God, Man, and Time

Language doesn’t allow for the explanation of some ideas.  A good example is trying to explain time and what came beforeBefore is a temporal word.  It requires time to exist to make sense, so you’ll forgive me when I say things here like “before time.”  It doesn’t make sense, but you know what it means.

There was a time when only God existed in eternity (Gen. 1:1; John 1:1), but our time, created time, cannot exist in a past eternity. It is impossible to cross an infinite number of events.  Time is observed by recognizing sequences of events. If our past were infinitely long, we would have to cross an infinite number of events and never reach today.  So, time had a beginning at creation.

Since there are only two categories, time and God, only God existed prior to creation.  So, everything that isn’t God is creation including heaven.  We know time passes in heaven since we see events taking place in sequence.
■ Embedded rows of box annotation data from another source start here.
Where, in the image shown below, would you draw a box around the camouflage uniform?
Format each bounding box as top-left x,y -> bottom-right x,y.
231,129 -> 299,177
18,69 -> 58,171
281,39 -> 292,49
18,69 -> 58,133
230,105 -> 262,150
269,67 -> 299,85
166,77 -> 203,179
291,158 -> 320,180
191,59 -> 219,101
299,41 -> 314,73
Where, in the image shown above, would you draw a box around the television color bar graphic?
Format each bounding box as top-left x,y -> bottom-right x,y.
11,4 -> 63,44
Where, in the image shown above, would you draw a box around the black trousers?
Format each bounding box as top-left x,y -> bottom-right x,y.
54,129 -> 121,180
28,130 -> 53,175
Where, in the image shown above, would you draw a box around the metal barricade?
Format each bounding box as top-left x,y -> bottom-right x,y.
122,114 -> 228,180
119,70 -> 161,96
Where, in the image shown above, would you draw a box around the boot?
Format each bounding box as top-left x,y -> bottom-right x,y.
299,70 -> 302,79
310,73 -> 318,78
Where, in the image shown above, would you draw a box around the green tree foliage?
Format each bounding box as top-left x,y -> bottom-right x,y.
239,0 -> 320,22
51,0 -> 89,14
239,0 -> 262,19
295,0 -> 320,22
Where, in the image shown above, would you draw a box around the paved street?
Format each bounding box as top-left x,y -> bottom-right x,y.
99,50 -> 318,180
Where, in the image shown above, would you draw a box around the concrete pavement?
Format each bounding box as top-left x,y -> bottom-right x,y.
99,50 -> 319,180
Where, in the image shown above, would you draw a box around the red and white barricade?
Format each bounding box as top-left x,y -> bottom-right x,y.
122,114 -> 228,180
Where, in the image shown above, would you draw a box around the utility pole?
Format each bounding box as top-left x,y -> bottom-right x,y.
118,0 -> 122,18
I’d like to propose that God existed in a sort of eternal time, time with different rules than the time we live in.  God existed alone before creation but was still active.  It seems to make sense that He had thoughts in sequence, the trinity shared love for one another, etc., and God is eternally existent in the past.  So, maybe, if this is true, the time God lived in before creation has different properties than ours.

There are two categories of time: actual infinite is an eternity in which there is no beginning and no ending.  This is the timeline (for lack of a better term) in which God has always existed.  He has no beginning and has no end.

Then there is what is called potentially infinite time.  This is a time that begins but has no end.  Though there will always be an actual number of days in this potential eternity, it won’t end.  This is our time.  God can exist within it, too, of course, since He created it.

You might ask, “So, if God exists outside of time, why can’t we pray for something in the past to change?”  Many of us have loved ones who died without Christ.  If God exists outside of time, why can’t we ask him to save those people so we can see them in heaven?  There are actually several reasons:

  1.  God cannot do things which are logically impossible: make a married bachelor or a square circle, so He can’t make something happen and not happen at the same time.
  2. God is the Author of a real, ordered timeline.  Events occur in a definite order, cause and effect.  To change the destiny of one person doesn’t just change their destiny.  If Pontius Pilate had listened to his wife and pardoned Jesus, then God would have changed the time, place, and event of Jesus’ crucifixion.  Some who were saved may not have been.  You might think “God would have found a way,” to which I would say “God did.”  Jesus died for us on just the day God’s perfect plan required. 
  3. Though prayer cannot change the past, our prayers can certainly be the vehicle God uses to change the present.  Perhaps someone is suffering, and our prayers are what God wants to use to heal them.  So, don’t think prayer is not effective.  They are often used to accomplish God’s plan in the present.
  4. Rom. 8:28 (ESV) And we know that for those who love God all things work together for good, for those who are called according to his purpose.  If all thing, good and bad, are a part of God’s plan, it would be wrong to pray for the past to change.

Why is this important?

Understanding God is a task you and I will spend our potential eternity working on.  Jesus has given us the command to think about God as we love Him:

Mark 12:30 (ESV)  And you shall love the Lord your God with all your heart and with all your soul and with all your mind and with all your strength.

Our job is to know Him better and to know as much about Him as we can.  Just as we want to learn as much as possible about those we love, we must do the same in our endeavor to draw closer to God through devotion but also through learning about Him.